Eraser is implemented in Digital Unix OS on the Alpha processor using the ATOM [Srivastava and Eustace 1994] binary modification system. Eraser takes the unmodified binary code as input and produces new binary code that is functionally consistent but with Eraser runtime inserted into it. Monitor each global/heap load/store to maintain C(v) (via address and stack pointer relationships) Monitor each lock acquire/release call and thread creation/termination to maintain the locks held by the threads. Monitor each memory allocation to initialize C(v), and each word has the potential to become a shared variable. (So much trouble, mostly because changes are being made to the binary, not the source code) Maintain the set of stack addresses accessible through registers rather than stack pointers. When a race occurs, Eraser logs to the file and reports the line number, traceback of the stack frame, thread ID, memory address, access method, PC/RSP value, etc. to locate the problem code. If that doesn't find it, then let Eraser log each access. -
The author found that the general overhead comes from the fact that a function call is required for each monitoring in ATOM, but upgrading to version 1996 allows inlining. Therefore he directly concluded that performance was not greatly affected and that it was not the main purpose of the program. The slowdown by a factor of 10 to 30x is unavoidable.
Critique
- They monitor C/C++ allocators and locks that require binary rewriting and runtime function calls. It still couldn't observe the kernel level and microarchitecture level races. Like there's a soft IRQ that changes the memory state, the simple model of observing aside is not valid. For modeling, the memory safety/ race condition inside the kernel should introduce modeling for all possible state changes that will make the tool much more soundiness.

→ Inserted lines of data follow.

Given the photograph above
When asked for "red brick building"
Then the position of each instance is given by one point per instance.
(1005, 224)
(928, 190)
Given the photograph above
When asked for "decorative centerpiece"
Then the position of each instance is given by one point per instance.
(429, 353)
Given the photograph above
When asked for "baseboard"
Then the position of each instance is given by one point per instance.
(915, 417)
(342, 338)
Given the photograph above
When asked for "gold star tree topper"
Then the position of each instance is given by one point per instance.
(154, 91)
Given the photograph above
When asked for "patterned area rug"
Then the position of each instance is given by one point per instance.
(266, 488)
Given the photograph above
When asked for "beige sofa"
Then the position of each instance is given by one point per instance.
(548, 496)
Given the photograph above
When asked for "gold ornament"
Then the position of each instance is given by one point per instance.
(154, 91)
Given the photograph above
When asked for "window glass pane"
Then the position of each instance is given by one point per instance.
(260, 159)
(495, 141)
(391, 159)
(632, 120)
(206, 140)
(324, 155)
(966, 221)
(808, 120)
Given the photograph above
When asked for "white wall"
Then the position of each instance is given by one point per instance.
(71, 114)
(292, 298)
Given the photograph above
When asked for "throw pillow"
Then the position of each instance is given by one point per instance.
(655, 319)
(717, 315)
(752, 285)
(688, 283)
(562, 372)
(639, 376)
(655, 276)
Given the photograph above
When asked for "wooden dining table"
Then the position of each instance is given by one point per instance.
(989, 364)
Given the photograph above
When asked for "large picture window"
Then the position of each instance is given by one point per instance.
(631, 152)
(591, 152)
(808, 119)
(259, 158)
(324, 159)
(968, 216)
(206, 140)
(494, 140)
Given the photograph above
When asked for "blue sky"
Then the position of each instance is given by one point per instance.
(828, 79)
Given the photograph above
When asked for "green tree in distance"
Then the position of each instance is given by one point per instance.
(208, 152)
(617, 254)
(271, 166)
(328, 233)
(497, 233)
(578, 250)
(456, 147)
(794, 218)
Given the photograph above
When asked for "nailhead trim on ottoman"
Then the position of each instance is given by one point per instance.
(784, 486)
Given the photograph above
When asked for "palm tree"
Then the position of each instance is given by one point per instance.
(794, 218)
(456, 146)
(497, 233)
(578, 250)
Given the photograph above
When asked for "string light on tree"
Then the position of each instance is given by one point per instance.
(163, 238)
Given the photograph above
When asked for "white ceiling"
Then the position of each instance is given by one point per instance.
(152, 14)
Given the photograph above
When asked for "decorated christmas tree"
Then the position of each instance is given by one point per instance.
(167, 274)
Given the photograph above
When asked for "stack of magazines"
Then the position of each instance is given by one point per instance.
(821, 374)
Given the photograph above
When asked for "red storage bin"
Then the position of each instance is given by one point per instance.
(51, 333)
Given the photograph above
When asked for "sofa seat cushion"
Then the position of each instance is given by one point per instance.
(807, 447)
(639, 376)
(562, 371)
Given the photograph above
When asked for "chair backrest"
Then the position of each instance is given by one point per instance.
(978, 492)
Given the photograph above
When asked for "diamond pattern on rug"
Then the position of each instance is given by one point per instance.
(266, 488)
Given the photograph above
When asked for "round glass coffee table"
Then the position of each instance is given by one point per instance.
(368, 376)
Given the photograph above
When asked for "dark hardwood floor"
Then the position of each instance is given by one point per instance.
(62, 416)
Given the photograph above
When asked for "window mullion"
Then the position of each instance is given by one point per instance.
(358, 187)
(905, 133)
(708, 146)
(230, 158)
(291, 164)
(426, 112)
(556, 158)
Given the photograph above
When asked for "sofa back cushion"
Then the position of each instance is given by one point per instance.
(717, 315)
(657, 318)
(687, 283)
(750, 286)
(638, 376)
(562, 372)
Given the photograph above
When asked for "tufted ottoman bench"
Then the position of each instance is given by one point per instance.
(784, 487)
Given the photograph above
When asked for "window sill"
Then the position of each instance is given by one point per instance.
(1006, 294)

- This is a combination of art and engineering. It's art is because it utilizes some weaker formalization and uses observation thread to watch the thread state change. It's engineering because binary rewriting is dirty work.
- It's the start of the whole debugging and software engineering world in the kernel. I think tracing the bugs inside the kernel is a long-discussed topic. New eBPF tools can be used to livepatch kernel, reducing the overhead of instrumenting kernel and migratable without writing a module or hacking LSM to do so.